Finalmente entramos na sala de exibição.
...
Sinceramente não entendo. Tem gente que só vê desejo no imprevisível, no inesperado, na adrenalina do momento... São os viciados no perigo, no frio na barriga. Vivem fazendo investimentos intensos mas com (previsível) curtíssimo prazo de validade. Certamente há quem prefira viver assim, há quem enxergue grandes vantagens nisso, no raso. Parecem esperar o maior prazer depois do fim: reclamar dos buracos em que entram.
O caso dela é exatamente assim: mulher beirando os trinta, solteira, com filho, independente, inteligente, atraente, bem humorada, boa conversa, bom coração, bonita... Tudo pra dar certo, mas atualmente só vive setando pras roubadas mais evidentes.
E o pior é que vem sempre com aquela velha e descabida história do dedo podre... Pra se ter ideia de como a coisa é complicada, o melhor cara que ela conheceu nos últimos tempos -segundo ela mesma diz- fui eu! Ou seja, a coisa anda preta!
Antes era o ex-marido que ela não fazia a menor questão de fechar a conta de vez, sabe-se lá porque...

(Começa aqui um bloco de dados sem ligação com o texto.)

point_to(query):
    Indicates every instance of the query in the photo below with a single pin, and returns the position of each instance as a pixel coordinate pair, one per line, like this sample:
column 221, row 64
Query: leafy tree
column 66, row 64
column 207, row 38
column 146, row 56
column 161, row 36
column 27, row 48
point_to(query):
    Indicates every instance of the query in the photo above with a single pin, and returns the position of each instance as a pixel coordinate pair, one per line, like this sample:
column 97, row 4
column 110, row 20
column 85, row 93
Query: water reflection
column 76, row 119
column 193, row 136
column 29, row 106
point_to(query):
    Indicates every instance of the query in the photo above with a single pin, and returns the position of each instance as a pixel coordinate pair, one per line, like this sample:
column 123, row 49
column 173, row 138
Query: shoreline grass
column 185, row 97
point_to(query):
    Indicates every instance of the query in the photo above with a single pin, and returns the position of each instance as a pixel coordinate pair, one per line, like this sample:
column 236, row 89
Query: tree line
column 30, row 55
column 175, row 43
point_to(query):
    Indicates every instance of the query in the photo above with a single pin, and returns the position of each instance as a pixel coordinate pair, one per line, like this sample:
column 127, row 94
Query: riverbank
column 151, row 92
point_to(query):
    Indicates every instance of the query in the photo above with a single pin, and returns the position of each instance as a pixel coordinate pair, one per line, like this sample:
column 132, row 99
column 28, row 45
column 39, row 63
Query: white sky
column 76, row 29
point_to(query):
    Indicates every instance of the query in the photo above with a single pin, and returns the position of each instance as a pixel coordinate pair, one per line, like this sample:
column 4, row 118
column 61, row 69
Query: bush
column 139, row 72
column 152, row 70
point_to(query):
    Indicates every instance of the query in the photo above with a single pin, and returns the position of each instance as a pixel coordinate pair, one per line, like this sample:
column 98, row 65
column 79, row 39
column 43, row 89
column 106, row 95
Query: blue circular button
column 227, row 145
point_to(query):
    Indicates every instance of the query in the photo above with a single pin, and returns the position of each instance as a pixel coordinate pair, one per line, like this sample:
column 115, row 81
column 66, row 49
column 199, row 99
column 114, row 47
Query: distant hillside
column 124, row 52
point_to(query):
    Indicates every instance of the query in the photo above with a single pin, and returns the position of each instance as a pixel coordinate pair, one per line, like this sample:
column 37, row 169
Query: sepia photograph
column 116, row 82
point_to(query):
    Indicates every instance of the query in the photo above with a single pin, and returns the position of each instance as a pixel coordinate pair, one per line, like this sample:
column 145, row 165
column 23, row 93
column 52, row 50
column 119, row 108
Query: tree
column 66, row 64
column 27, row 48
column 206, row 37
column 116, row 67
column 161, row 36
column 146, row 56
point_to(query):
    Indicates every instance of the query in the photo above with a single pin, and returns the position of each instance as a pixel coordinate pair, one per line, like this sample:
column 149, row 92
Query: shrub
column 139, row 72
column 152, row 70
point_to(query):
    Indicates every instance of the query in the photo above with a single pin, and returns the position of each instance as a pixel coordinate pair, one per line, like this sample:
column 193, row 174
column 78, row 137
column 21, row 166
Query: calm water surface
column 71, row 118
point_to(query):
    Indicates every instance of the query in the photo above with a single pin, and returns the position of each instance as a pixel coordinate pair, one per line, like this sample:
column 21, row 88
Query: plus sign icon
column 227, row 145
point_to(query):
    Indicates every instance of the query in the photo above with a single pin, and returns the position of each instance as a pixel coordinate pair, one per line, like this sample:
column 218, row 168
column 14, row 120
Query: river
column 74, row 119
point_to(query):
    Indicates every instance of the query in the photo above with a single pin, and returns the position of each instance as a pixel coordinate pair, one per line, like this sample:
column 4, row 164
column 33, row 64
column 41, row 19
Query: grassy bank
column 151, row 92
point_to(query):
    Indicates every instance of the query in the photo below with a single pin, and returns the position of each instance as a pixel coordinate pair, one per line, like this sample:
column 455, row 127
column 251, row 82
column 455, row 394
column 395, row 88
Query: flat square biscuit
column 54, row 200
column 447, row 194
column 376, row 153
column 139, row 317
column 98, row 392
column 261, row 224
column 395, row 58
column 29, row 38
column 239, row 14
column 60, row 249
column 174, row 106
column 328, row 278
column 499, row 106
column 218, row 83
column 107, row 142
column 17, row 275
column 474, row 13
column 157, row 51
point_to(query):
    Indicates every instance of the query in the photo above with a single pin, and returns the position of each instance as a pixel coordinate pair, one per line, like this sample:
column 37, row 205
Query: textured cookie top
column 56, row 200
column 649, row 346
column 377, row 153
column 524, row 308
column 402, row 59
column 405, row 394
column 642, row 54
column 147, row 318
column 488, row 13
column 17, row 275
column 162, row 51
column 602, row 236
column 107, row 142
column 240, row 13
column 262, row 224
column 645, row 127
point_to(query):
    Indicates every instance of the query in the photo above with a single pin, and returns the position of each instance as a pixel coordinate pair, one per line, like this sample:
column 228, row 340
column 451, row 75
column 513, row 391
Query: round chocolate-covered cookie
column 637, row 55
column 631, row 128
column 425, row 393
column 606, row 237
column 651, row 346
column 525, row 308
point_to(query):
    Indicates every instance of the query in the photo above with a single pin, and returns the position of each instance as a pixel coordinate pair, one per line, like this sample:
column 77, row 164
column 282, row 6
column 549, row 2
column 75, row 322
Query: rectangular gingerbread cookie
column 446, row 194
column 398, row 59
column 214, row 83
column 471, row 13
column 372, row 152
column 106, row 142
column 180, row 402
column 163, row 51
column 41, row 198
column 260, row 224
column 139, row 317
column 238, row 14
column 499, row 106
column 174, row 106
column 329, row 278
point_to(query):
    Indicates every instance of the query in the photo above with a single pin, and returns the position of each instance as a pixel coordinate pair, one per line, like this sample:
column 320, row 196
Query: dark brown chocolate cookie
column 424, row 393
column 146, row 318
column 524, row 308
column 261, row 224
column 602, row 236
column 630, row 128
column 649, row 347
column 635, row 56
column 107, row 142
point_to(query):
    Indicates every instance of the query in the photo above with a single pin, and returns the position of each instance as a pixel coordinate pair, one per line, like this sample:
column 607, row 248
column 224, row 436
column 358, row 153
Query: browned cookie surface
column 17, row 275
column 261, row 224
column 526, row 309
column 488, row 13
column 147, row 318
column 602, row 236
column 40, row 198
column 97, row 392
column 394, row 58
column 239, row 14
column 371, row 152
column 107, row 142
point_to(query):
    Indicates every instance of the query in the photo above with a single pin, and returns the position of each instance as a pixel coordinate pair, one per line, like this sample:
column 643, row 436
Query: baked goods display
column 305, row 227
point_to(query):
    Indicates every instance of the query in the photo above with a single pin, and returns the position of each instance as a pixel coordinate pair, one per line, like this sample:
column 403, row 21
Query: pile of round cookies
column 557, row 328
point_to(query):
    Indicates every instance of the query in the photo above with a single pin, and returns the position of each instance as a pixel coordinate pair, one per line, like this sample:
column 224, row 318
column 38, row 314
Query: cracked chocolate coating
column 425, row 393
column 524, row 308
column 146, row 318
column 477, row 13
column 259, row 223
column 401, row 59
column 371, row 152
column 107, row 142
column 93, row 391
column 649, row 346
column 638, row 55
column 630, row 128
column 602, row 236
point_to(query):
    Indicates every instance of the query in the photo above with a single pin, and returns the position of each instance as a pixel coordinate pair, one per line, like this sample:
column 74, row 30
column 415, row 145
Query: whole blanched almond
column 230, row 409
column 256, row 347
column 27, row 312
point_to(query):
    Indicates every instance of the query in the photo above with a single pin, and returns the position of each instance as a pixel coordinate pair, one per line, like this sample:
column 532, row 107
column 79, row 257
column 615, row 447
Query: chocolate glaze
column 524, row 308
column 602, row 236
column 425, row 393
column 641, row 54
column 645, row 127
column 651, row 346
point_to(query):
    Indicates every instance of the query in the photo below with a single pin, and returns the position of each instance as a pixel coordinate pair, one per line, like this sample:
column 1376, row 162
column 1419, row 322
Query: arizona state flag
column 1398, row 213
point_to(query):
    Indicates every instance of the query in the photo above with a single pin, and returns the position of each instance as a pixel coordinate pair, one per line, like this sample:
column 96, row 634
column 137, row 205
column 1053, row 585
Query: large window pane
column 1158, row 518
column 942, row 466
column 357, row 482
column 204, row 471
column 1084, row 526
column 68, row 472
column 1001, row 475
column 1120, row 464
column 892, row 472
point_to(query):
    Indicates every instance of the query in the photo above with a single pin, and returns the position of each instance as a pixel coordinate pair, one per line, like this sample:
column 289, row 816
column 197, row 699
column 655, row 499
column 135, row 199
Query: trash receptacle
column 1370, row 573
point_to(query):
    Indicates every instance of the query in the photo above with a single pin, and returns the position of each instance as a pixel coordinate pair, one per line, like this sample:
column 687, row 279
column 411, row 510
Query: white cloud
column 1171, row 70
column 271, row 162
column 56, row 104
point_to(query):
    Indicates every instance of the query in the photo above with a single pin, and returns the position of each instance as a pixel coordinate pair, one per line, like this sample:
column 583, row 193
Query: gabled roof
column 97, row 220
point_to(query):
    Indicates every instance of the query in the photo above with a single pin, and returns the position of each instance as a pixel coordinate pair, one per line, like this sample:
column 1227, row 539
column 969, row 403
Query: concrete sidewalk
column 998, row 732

Depois fui eu, com todos os defeitos e limitações que todo mundo aqui já está careca de saber.
Após, veio um namoradinho de adolescência (já devidamente comprometido) que muito mal só contou que era casado depois que levou o "troféu" pra cama -e que ainda aparece de vez em quando tentando "matar a saudade".
Ou ainda é um galante meia boca que todo mundo -inclusive ela- sabe que é o maior galináceo masculino de Jacarepaguá.
Aí, quando aparece alguém que realmente valha a consideração,  quer o infeliz apenas como um irmãozinho, um anjo da guarda, um guarda-costas miguxo... Quem aguenta uma parada dessas? Quanto maior a personalidade do sujeito, menos tempo de espera ele terá.
Tempo é vida, minha gente. Perdê-lo é pecado capital.
De fato, há uma boa dose de baixa auto estima, de consequente carência, e não menos uma generosa porção de afinidade com esse tipo de atitude.
Ah, e claro -por não querer correr atrás e por preferir viver na angústia da dúvida-, de orgulho também.